La perturbazione è stata così violenta da provocare effetti a centinaia di chilometri di distanza e da accendere fuochi luminosi visibili solo nell’infrarosso. Si tratta di variazioni di temperatura molto forti nella parte alta dell’atmosfera di Saturno, 250-300 km al di sopra della sommità delle nubi della bassa atmosfera.
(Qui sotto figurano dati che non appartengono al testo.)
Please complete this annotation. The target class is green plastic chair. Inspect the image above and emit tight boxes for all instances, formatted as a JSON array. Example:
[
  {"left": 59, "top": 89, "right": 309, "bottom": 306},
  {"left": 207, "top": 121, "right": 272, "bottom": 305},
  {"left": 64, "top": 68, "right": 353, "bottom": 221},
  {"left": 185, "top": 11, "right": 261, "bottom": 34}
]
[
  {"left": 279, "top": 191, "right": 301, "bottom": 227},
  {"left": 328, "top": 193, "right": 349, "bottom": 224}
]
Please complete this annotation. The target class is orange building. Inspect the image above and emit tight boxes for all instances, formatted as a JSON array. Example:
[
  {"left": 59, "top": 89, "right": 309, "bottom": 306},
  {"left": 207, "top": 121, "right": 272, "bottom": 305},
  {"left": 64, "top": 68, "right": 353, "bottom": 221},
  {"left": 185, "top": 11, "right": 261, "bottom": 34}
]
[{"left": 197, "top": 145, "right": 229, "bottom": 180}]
La temperatura nella stratosfera del pianeta con gli anelli è di solito intorno a -130 °C, ma i “fari” sono più caldi di circa 15-20 gradi.

Grazie a Cassini finora avevamo potuto osservare solo i fulmini che si sviluppano in certe condizioni nelle nubi a circa 10-20 bar nell’atmosfera di Saturno, lì dove avviene la condensazione dell’acqua“, commenta Gianrico Filacchione, dell’INAF-IASF di Roma. “Nel 2008, grazie allo spettrometro VIMS a bordo di Cassini abbiamo verificato che i fulmini inducono processi pirolitici che modificano la composizione delle nubi circostanti: come conseguenza si osserva l’innalzamento di materiale scuro, probabilmente composti del carbonio, dello zolfo e del fosforo fino a livelli di circa 1 bar. Grazie a queste nuove osservazioni congiunte CIRS-VISIR possiamo estendere la nostra indagine a maggiori profondità nell’atmosfera di Saturno“.